第10話
この日から吉澤の提案で、と言うより雇用者命令で手作り弁当を食べることにな
った隼人。弁当だけ受け取り、いつもの巨木に退避して食べていた。
「一緒に食べようよ!!」
隼人は下を向くと長谷川がいた。
「一人で十分だ!」
地上とそこそこの距離があるので自然と声が大きくなる。
「私がそっちに行くよ!!」
そう言って、いそいそと登り始めた。しかしなかなか登る事が出来ず、危なっか
しい場面も何度かあった。
「分かった。行くからじっとしてろ。」
隼人は仕方なしに降り始めた。
「泥だらけになっちゃった。」
エヘヘと可愛く笑う。
「ところでさ、何でお弁当なの?もしかして手作り?」
隼人は顔を歪めた。
「だったらなんだ?」
不機嫌な顔で答える。
「望月くんが手作り弁当受け取るなんておっどろき〜!!」
「昨日の話を聞いていた奴がいてな、チャンスをくれと言われたんだ。
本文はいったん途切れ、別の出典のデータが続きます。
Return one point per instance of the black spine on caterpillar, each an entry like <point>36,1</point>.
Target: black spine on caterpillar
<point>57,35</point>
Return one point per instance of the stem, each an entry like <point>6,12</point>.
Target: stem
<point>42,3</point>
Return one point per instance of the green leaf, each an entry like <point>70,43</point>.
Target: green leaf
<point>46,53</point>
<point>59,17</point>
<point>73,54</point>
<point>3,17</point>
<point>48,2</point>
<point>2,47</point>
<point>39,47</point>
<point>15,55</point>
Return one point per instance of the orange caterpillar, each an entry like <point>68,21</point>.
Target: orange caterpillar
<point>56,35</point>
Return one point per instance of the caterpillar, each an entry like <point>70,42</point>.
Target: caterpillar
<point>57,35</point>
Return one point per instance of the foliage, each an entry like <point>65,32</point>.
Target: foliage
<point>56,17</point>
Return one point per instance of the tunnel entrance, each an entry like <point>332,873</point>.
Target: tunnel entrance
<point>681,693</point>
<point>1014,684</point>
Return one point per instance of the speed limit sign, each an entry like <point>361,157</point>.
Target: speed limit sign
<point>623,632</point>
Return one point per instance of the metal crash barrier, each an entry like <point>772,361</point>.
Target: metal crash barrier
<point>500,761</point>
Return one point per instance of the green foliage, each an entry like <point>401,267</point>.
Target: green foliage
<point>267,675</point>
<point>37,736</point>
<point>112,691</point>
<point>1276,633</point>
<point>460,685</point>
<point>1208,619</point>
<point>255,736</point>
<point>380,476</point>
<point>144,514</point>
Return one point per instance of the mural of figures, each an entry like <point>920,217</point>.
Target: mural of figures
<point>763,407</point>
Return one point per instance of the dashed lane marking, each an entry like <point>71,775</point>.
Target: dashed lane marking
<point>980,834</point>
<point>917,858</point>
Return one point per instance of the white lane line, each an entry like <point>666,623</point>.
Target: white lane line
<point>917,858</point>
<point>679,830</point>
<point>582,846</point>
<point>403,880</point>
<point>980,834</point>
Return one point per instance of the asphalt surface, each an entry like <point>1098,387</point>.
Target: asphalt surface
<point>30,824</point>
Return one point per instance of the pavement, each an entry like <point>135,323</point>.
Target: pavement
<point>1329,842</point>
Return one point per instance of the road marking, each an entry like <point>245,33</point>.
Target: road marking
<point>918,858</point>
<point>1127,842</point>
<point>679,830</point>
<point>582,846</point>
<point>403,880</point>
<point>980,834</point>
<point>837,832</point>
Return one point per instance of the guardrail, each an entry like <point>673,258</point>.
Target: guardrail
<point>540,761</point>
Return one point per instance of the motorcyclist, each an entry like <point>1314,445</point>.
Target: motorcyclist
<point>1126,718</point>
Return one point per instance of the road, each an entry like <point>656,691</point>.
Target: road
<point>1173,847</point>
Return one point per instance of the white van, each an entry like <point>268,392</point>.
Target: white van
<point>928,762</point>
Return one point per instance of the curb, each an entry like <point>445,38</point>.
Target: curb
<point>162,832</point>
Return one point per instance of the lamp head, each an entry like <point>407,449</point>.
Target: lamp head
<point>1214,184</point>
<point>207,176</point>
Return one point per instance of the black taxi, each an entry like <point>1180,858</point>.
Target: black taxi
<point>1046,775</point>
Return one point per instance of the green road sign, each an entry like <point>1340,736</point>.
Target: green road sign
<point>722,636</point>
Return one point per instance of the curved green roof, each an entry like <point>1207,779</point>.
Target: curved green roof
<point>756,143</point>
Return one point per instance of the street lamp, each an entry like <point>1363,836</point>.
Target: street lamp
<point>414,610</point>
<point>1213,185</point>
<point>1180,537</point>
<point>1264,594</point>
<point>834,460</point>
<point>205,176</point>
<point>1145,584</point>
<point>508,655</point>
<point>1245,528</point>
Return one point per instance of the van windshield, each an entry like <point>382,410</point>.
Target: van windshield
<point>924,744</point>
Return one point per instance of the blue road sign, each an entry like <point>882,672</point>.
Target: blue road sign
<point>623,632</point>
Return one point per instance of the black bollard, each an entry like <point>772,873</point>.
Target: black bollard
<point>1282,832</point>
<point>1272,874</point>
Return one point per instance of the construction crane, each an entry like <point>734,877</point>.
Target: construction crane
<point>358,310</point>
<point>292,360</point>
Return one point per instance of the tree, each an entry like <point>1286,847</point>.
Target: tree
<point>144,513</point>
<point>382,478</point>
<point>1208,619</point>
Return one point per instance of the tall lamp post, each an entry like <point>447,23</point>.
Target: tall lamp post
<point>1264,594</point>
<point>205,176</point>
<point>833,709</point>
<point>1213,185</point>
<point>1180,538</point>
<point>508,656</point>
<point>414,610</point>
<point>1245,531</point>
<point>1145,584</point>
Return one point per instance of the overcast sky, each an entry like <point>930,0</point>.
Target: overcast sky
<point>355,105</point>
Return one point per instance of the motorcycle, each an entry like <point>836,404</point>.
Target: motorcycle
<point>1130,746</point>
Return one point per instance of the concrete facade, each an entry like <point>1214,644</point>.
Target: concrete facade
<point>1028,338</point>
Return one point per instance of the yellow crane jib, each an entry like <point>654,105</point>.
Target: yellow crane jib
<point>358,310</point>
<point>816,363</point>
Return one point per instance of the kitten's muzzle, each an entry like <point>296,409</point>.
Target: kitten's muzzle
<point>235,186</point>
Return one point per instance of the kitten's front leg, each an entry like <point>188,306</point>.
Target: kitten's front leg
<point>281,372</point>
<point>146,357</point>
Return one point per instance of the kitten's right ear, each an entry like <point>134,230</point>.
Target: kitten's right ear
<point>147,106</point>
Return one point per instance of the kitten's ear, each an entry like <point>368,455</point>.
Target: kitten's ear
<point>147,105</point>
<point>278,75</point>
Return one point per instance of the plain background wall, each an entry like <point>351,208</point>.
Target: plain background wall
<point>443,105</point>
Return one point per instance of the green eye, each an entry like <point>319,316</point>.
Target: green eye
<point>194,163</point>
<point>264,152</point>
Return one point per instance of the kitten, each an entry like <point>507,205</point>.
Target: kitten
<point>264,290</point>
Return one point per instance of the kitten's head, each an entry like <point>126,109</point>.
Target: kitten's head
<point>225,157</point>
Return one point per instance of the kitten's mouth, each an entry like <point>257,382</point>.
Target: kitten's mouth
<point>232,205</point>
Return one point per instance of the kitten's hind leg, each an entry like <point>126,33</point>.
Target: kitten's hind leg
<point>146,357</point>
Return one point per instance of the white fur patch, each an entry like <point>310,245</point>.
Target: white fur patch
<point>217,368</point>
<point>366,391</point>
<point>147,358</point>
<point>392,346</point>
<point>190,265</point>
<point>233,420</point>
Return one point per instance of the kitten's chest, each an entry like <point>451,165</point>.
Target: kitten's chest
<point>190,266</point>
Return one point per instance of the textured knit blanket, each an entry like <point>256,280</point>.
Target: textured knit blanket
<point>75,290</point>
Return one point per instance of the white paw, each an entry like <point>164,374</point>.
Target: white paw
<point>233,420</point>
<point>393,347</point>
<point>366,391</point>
」
「それでかぁ〜♪何だかんだ言って楽しんでたりするんじゃないの?」
「鋭いな。だが、恋愛感情を持つことはない。」
「……嫌いなの?」
「そんな事はないが………。」
「いた--!!!!!」
シリアスな雰囲気をぶっ壊し猛然と走ってくる人影が。
「山口さんだ。」
ボソッと隼人にとって呪いの言葉とも取れる事を言う長谷川。
「お昼食べよー!!」
真由美は速度を落とすことなく隼人へダイブした。が、隼人はスルー。変わりに
長谷川がつかんだ。
「なるちゃん、ありがとう☆」
いつにも増してハイテンションな真由美である。
「私が掴むって思っててやったでしょ?」
「あは。バレた。」
隼人は二人がワイワイ仲良くしているスキに歩き出した。
「望月くん〜♪そのお弁当は誰の手作りかなぁ?」
いきなり隼人の背後に現れた真由美は顔こそ笑っていたが、額に血管が浮かび上
がっていた。
「お前には関係無い。」
「大あり!!望月くんの弁当は私だけ作れるんだよ!!それ以外は弁当として認めな
いんたから!!」
「それはどうかと思うぞ。」
「私も作る〜!!」
「弁当は一つで十分だ。」
隼人が呆れ返っていたときに、長谷川が口を開いた。
「望月くん困ってるよ。お弁当は諦めてクッキーとかにしてみたら?」
「クッキーかぁ…。うん、そうする!!」
隼人は安堵の息をついた。長谷川は何をおかしいのかクスクス笑っている。
「なるちゃん、どうしたの?」
「まゆちゃんってお料理全般苦手だったよね?」
その場にブリザードが吹き抜けたかの沈黙。隼人は唖然として口をパクパクして
いるし、真由美は顔を真っ赤にして俯いている。
「お、お前…。上手く出来ないのに俺に喰わせようとしたのか?」
「練習すれば何とかなるかなって?」
「頼むからやめてくれぇ〜」
校舎裏に男子生徒の声が木霊した。